Regarding the universal Church as an organism, perhaps Solovyev uses the wrong term by defining at least Catholics and Orthodox as a single body. I’ll sidestep discussing whether every individual in the eastern Church comprises The Body of Christ. I’m focusing for the moment on the Incarnation, and what Christ joined Himself to in becoming “created”. In a sense Christ recapitulated the whole cosmos when he became and redeemed mankind (if I understand St. Maximus correctly). I’ve read a couple of statements about panentheism lately, but Wikipedia gives a more positive approach to it. God is not divorced from his creation, even those who are not baptized into His body (I may be minimizing the importance of baptism in this post, but that is due to neglect and not intention or personal belief in the unique grace of Holy Baptism).

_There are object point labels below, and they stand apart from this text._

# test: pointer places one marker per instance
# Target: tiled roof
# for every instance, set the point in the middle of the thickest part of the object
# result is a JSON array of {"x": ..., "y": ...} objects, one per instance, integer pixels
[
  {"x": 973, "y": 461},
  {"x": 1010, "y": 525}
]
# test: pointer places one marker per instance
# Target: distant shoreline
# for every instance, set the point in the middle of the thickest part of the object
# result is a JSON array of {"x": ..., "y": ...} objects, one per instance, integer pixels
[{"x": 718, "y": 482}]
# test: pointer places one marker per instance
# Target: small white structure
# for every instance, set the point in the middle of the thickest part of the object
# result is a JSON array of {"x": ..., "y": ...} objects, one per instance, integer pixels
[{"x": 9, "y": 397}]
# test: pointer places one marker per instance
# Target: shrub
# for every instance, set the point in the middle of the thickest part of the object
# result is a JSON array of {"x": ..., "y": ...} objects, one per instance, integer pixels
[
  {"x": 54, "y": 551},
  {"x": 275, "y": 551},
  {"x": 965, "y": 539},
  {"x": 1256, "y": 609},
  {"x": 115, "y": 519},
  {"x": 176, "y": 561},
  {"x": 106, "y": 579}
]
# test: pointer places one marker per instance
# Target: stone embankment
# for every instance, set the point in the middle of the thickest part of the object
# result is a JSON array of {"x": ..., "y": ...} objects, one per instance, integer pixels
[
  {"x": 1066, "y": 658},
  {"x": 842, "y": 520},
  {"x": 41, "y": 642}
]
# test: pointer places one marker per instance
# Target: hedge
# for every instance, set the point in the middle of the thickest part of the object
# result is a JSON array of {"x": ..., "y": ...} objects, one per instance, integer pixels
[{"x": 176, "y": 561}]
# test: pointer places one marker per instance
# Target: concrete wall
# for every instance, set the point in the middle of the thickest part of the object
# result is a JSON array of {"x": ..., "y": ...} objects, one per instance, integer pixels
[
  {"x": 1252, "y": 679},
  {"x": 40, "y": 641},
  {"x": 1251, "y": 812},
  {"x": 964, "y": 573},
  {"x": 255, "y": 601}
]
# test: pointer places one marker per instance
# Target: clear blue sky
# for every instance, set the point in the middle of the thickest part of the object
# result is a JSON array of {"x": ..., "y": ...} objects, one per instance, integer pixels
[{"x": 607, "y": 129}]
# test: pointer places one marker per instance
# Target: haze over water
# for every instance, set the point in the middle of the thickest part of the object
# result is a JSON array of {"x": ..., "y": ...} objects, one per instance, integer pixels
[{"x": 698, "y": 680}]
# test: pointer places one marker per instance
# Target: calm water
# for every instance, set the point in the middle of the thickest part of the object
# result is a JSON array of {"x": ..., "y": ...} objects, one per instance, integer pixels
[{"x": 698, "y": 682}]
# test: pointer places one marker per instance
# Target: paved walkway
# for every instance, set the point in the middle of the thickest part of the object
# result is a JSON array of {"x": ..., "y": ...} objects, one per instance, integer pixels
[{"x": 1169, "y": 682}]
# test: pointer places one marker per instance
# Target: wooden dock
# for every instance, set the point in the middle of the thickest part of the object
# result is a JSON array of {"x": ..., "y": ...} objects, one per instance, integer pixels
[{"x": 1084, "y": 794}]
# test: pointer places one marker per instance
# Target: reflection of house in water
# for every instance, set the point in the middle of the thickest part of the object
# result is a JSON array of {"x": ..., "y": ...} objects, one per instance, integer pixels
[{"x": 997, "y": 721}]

The opposite tendency is to believe in universalism which is not espoused by the Orthodox Church. This type of universalism deals more with salvation, which I’m not talking about. I am not responsible for determining if Catholics or Protestants, or even individual Orthodox, are “saved”. But being open to “others” teaching us how to be more like Christ is what I think Solovyev also espouses in his book. How could others teach of us if they are not connected to Christ in some way? I’ll not try to explain further how that can be so.

Solovyov’s third third

by Newnameelizabeth

Solovyev’s not a gnostic nor an idealist! In the last section of Transfigurations of Eros he sticks with his Plato narrative and points out that he lost his shining moment when he diverted from love, which

in the sense of an erotic emotion, always has corporality as its proper object. Corporality, however, worthy of love, that is, beautiful and immortal, does not grow up of itself from the ground nor does it fall ready-made from heaven. It is acquired by the effort of a spiritually-physical and a divinely-human kind.

Immediately preceding this St. Maximus-like quote is another,

In this relation the whole man is concerned, and the true principle of his restoration is both spiritual and physical. But since it is impossible for the Divinity to regenerate the body and spirit of man without the co-operation of man himself, it is just as impossible for man to create super-humanity out of himself, for this would be like lifting one’s self up by one’s own hair. It is clear that man can become divine only by the active power of an eternally existing Divinity and not of one coming into being, and that the way of the higher love, perfectly uniting male and female, the spiritual and physical, is necessarily by its very principle a union or interaction of the divine and the human, or a divinely human process.

I love this book. I totally agree with his assessment of Plato’s Republic too (it’s the only work of Plato that I’ve read yet). Solovyev criticizes his sterile idealism, his diversion into politics, his promotion of slavery, and forcing women into the military thus disregarding the distinctions. Amen.